Eclipse Dives Into Ajax App Deployment

It’s about to get a whole lot easier for web developers to develop Ajax rich internet applications. The Eclipse Foundation today is formally releasing its Eclipse Rich Ajax Platform (RAP) 1.0 application which brings the Eclipse plug in model to web developers.

“RAP is a runtime project and it’s the first Ajax middleware project that is being released at Eclipse,” Jochen Krause, project leader of Eclipse RAP and CEO of Innoopract told InternetNews.com . “We enable web developers to develop applications that are based on components. It’s the same concept that has made Eclipse so powerful and it’s now also available in runtime for web development.”

The RAP project is what Krause defined as a subset of the Eclipse RCP (Rich Client Platform) project which enables cross platform desktop application deployment. RCP is the technology behind IBM’s cross platform push for Lotus Notes and Sametime.

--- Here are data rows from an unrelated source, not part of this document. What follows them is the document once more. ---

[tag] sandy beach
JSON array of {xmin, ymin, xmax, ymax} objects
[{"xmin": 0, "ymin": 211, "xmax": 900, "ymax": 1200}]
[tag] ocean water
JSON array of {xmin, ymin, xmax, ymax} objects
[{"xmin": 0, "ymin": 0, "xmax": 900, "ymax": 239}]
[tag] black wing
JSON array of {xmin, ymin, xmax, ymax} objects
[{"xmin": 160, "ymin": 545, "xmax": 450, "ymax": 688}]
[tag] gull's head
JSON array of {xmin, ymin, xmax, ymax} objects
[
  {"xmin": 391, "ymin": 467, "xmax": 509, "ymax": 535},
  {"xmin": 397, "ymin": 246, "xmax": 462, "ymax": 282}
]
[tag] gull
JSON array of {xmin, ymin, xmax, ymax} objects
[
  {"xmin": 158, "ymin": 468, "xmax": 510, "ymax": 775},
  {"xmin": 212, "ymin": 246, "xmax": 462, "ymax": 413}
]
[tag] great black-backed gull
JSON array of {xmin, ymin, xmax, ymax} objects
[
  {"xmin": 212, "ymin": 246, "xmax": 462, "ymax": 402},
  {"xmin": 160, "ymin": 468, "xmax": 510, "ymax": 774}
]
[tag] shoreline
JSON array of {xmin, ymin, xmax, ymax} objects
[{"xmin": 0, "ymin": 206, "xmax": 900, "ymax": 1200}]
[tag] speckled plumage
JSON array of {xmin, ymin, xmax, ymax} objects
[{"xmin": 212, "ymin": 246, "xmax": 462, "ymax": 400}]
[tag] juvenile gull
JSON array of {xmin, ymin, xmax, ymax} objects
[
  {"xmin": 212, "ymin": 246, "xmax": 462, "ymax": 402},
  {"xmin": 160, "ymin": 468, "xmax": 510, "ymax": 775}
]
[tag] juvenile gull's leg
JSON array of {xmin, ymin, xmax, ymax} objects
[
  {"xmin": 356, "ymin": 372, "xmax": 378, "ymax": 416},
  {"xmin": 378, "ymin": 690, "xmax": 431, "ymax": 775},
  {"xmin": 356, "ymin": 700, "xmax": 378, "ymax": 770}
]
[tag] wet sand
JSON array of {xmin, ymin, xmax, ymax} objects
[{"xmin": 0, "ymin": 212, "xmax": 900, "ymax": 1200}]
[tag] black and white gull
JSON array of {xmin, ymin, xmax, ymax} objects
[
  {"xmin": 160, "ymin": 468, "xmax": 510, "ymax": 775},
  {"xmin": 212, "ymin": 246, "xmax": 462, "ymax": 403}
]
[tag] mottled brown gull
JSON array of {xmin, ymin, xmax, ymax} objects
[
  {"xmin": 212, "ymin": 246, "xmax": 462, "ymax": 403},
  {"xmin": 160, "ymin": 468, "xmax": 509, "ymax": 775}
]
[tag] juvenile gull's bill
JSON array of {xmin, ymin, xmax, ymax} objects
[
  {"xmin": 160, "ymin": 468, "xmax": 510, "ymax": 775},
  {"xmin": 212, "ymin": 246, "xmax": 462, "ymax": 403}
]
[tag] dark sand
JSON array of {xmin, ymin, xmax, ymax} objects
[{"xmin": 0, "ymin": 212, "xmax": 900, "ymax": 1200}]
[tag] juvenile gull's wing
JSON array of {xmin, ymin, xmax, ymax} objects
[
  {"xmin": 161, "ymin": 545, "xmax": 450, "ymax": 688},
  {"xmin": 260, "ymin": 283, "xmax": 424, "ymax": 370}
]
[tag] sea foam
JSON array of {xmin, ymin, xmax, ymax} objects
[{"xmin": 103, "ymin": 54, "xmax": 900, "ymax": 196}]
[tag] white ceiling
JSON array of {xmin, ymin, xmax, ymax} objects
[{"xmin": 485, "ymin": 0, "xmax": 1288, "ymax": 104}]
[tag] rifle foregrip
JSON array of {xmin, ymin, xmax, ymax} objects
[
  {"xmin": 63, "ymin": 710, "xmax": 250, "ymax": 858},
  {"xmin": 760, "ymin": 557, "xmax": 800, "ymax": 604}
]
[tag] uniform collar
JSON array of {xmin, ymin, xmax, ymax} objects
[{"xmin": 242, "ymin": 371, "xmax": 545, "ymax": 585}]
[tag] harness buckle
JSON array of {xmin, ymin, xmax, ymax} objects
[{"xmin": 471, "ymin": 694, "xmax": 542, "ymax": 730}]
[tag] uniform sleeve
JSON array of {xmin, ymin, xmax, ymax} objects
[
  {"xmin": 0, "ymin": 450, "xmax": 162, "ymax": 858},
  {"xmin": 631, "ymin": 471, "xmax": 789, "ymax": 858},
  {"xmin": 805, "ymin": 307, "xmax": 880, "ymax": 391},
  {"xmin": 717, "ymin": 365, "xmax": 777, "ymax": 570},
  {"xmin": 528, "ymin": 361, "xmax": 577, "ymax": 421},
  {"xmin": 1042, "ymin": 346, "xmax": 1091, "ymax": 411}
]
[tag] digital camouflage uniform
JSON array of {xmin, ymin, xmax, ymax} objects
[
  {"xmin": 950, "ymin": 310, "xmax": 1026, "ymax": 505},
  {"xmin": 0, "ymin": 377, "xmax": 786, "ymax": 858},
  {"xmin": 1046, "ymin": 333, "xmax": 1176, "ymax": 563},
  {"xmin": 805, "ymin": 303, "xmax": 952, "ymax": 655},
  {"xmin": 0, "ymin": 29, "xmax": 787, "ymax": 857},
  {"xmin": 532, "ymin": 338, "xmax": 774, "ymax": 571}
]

With RAP 1.0 there is a single sourcing of code with RCP meaning one code base can serve both desktop and web based applications. The single sourcing is also the root cause why 1.0 is coming out now, some three months after it had initially been expected to be released. The first RAP milestone came out in March of this year. Krause argued that community demand for single sourcing pushed the release out.

Code reuse is a key benefit of being part of Eclipse for RAP as developers don’t need to start from scratch.

“With regards to functionality we can reuse existing code from Eclipse as an application framework so services for menus, toolbars and view handling can all be reused by us,” Krause said.

With RCP it is the Eclipse Equinox runtime that closely ties it together with RAP. Equinox is the basic runtime environment and it provides the base infrastructure that both RCP and RAP run on.

RAP also co-exists and complements Eclipse’s other Ajax effort, the Ajax Toolkit Framework (ATF). Krause noted that the ATF tools come in handy if a user wants to developer their own widget.

For Krause and his firm Innoopract, he is not looking to build commercial tools on top of RAP. The business model for Innoopract is by providing support and maintenance and is not based on extra code.

Just because Krause won’t add additional code, doesn’t mean that it can’t be done.

“RAP can stand on its own but other vendors could build on top of it,” Krause said. “A commercial ecosystem is possible and we will encourage others to do that.”